21.10.13

Minha raposinha sempre bela

Minha raposinha sempre bela.
Muito bonita e jovem.
(Vaidade, talvez... Sim. Vaidade.)
Linda, linda.

Em teu quarto, nós dois: no sofá, tu; no chão, eu.
Teus olhos: tanto sono, quase sonho... A voz esmorecida...
Que bom cheiro, Memória! Que pele! Curvas!
Bela raposa – horizontalmente bela –, bom sono.
Também bom pelo.
E os cachos? Por que não mais cachos?
Vaidade...

O corpo curvo de frio, pequeno.
Meus ouvidos, fiéis; meus olhos – livres – em ti, num campo farto e
[brônzeo,
Com uns leves tecidos brancos sobre tudo.
Dos seios miúdos à anca contrária.
E tu contrária a mim, a minhas palavras, planos, vontades.
Ainda assim, bela. Para mim, bela.

As mãozinhas, juntas, entre o rosto e o travesseiro alto,
Quando, em mim, uma palpitação sísmica.
Quantos anos, quanto tempo, naquele envelhecimento de instante?
Minha raposinha hedionda...
Bela, antes; velha, então.
E o espanto em meu rosto – no meu pelo teu?
Não à vista, pois o sono.
Uma alma, trêmula; a outra, sonâmbula;
Mas ambas dum roncar pavoroso de sono e surpresa pelo mutável
[imediato.
A pele frouxa, olhos assimétricos, boca sinuosa.

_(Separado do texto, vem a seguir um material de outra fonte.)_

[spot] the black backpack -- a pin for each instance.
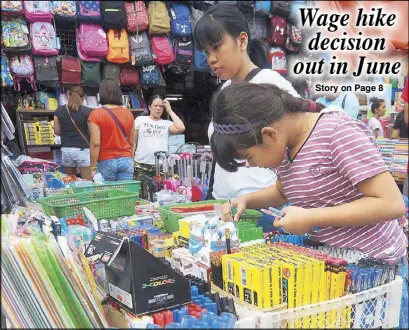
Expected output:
(245, 6)
(140, 49)
(46, 71)
(282, 8)
(113, 15)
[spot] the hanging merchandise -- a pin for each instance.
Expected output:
(15, 35)
(37, 11)
(46, 71)
(278, 60)
(129, 76)
(90, 74)
(200, 61)
(6, 77)
(89, 12)
(22, 68)
(262, 7)
(65, 10)
(159, 21)
(180, 20)
(112, 71)
(278, 31)
(92, 43)
(140, 49)
(151, 76)
(282, 8)
(70, 71)
(162, 50)
(118, 46)
(258, 26)
(12, 8)
(113, 15)
(43, 39)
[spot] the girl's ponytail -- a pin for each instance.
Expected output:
(258, 53)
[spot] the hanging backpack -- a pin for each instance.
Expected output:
(200, 61)
(89, 11)
(118, 46)
(151, 76)
(129, 76)
(43, 39)
(64, 10)
(136, 16)
(15, 36)
(46, 71)
(162, 51)
(37, 11)
(70, 71)
(278, 31)
(112, 71)
(262, 7)
(246, 6)
(92, 42)
(12, 8)
(282, 8)
(113, 15)
(90, 74)
(183, 50)
(159, 21)
(6, 77)
(278, 60)
(21, 67)
(140, 49)
(195, 16)
(180, 20)
(258, 26)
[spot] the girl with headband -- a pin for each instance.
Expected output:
(223, 32)
(328, 168)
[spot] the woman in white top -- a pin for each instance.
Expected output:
(152, 134)
(378, 108)
(223, 32)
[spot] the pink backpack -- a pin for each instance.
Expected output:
(21, 67)
(42, 39)
(278, 31)
(37, 11)
(162, 50)
(91, 42)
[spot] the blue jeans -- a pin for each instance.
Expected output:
(118, 169)
(404, 308)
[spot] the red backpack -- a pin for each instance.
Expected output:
(137, 16)
(278, 31)
(162, 50)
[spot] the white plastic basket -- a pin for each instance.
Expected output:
(373, 308)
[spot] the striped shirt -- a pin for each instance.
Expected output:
(340, 153)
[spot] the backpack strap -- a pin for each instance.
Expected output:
(118, 123)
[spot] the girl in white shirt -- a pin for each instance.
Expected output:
(151, 135)
(223, 32)
(378, 108)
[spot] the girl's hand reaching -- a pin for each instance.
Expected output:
(296, 220)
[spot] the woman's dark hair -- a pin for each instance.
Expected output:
(110, 92)
(154, 97)
(376, 103)
(76, 98)
(224, 19)
(241, 110)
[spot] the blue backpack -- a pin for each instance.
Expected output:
(151, 75)
(6, 77)
(200, 61)
(262, 7)
(180, 25)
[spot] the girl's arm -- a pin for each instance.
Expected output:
(57, 126)
(95, 143)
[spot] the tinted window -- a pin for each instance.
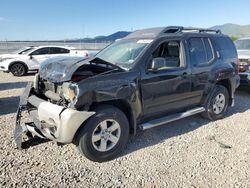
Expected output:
(41, 51)
(209, 49)
(58, 51)
(170, 51)
(225, 46)
(197, 51)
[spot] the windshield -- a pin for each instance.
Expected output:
(243, 44)
(123, 52)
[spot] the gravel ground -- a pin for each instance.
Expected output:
(192, 152)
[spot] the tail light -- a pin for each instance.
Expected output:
(86, 54)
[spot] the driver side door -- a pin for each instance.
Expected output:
(167, 88)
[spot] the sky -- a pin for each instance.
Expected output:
(70, 19)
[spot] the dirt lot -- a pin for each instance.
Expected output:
(189, 153)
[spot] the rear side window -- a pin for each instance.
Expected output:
(225, 46)
(41, 51)
(201, 51)
(58, 51)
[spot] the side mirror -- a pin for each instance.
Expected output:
(158, 63)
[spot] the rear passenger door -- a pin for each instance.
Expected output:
(201, 57)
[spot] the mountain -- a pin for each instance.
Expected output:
(109, 38)
(234, 29)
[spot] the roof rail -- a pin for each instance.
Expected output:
(177, 29)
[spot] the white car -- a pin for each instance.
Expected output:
(19, 51)
(20, 64)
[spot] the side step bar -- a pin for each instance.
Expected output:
(171, 118)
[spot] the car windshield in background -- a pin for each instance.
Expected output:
(123, 52)
(243, 44)
(27, 51)
(22, 50)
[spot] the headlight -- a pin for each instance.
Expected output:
(69, 92)
(4, 59)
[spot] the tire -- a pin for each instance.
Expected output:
(104, 146)
(18, 69)
(217, 104)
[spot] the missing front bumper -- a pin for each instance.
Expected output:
(48, 120)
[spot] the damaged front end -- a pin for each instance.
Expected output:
(58, 100)
(47, 120)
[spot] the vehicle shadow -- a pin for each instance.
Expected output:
(33, 142)
(12, 85)
(8, 105)
(159, 134)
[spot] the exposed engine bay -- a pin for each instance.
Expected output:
(53, 85)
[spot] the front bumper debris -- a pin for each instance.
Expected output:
(48, 120)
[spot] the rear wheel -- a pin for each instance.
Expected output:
(18, 69)
(104, 135)
(217, 105)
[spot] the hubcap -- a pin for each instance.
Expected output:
(17, 69)
(106, 135)
(219, 103)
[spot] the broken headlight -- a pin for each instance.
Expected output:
(69, 91)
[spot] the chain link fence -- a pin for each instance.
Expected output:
(8, 47)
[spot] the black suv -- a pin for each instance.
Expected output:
(149, 78)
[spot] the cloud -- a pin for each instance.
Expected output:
(2, 19)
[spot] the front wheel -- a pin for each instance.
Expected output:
(217, 104)
(104, 135)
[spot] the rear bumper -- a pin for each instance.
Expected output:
(48, 120)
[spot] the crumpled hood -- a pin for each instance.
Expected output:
(9, 56)
(60, 69)
(243, 54)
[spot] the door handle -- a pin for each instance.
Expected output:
(184, 75)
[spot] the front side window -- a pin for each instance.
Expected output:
(169, 53)
(58, 51)
(41, 51)
(197, 51)
(123, 52)
(209, 49)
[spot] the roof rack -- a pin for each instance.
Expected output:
(178, 29)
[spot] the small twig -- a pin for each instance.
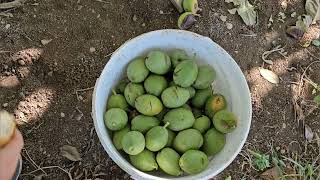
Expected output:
(15, 3)
(32, 161)
(52, 167)
(82, 90)
(278, 49)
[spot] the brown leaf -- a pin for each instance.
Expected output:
(38, 177)
(70, 153)
(269, 76)
(270, 174)
(308, 133)
(45, 41)
(295, 32)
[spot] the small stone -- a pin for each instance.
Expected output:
(223, 18)
(80, 98)
(229, 26)
(284, 125)
(134, 18)
(92, 49)
(50, 73)
(21, 62)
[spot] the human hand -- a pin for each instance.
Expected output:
(9, 156)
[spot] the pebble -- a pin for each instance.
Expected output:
(229, 26)
(7, 26)
(80, 98)
(134, 18)
(21, 62)
(50, 73)
(92, 49)
(223, 18)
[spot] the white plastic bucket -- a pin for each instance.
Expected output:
(230, 82)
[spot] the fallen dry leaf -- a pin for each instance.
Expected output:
(308, 133)
(270, 174)
(269, 76)
(45, 41)
(70, 153)
(313, 9)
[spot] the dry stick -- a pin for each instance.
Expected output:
(82, 90)
(15, 3)
(32, 162)
(51, 167)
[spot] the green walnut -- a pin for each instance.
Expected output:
(192, 91)
(202, 124)
(206, 76)
(137, 70)
(187, 107)
(215, 103)
(177, 56)
(122, 85)
(171, 136)
(225, 121)
(187, 139)
(201, 97)
(155, 84)
(144, 123)
(191, 6)
(162, 113)
(115, 119)
(117, 101)
(185, 73)
(148, 105)
(158, 62)
(175, 96)
(145, 161)
(157, 138)
(179, 119)
(118, 135)
(133, 142)
(168, 160)
(196, 112)
(132, 91)
(214, 142)
(193, 161)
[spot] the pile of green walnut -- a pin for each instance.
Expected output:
(165, 116)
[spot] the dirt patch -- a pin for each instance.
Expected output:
(42, 94)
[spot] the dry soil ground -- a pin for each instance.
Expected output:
(84, 32)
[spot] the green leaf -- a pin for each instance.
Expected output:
(316, 42)
(317, 99)
(313, 9)
(245, 10)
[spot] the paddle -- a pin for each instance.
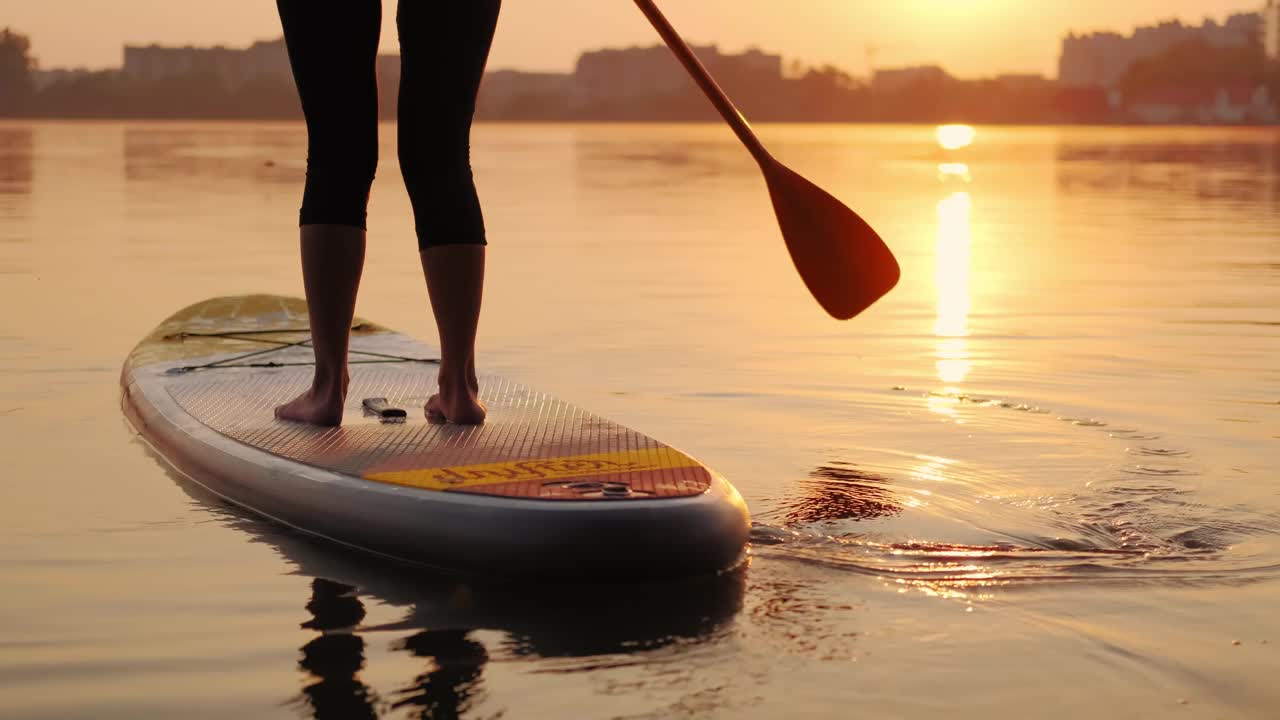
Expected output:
(840, 258)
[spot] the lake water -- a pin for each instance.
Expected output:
(1041, 478)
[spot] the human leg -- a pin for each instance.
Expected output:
(443, 53)
(333, 49)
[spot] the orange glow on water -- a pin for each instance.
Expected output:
(954, 137)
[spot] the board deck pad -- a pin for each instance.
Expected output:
(531, 446)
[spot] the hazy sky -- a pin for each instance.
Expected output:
(969, 37)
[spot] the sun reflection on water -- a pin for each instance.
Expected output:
(951, 279)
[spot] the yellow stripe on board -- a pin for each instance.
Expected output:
(539, 469)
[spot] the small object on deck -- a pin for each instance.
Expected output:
(383, 409)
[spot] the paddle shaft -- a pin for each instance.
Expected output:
(705, 81)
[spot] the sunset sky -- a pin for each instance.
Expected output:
(969, 37)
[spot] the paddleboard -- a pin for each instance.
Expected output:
(542, 488)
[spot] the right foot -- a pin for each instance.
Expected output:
(316, 406)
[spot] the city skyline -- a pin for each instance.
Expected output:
(956, 35)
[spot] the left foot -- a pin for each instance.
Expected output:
(458, 401)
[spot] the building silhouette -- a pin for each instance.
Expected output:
(234, 67)
(1102, 58)
(1271, 30)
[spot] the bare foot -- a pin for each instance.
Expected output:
(458, 401)
(316, 406)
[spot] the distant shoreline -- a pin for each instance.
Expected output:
(19, 119)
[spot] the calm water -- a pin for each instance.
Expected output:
(1042, 478)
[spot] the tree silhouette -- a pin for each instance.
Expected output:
(16, 65)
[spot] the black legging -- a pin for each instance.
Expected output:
(444, 45)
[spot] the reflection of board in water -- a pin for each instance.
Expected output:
(440, 611)
(840, 491)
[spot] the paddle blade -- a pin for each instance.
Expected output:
(840, 258)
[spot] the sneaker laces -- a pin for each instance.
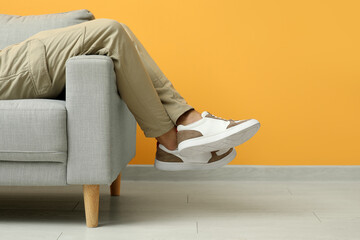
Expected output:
(221, 118)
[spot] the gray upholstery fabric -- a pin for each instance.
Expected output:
(15, 28)
(32, 174)
(33, 130)
(101, 129)
(88, 139)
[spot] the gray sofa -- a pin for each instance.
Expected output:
(85, 136)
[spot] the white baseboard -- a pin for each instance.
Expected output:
(246, 173)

Num volver lânguido, as costas, o pelo sem cachos.
O silêncio, enfim.
Apenas gotas de espanto espaçadas;
Uma poça de espanto fugidia.
Mais espaço entre nós.

Eu, um poente.
(Um tecido escuro sobre mim.
Do corpo extenso ao pensamento basto.)
Tu, não mais bela? Esmorecimento?
Eis a cegueira, o túmulo;
Eis o não-pensar, e a cicatriz na memória.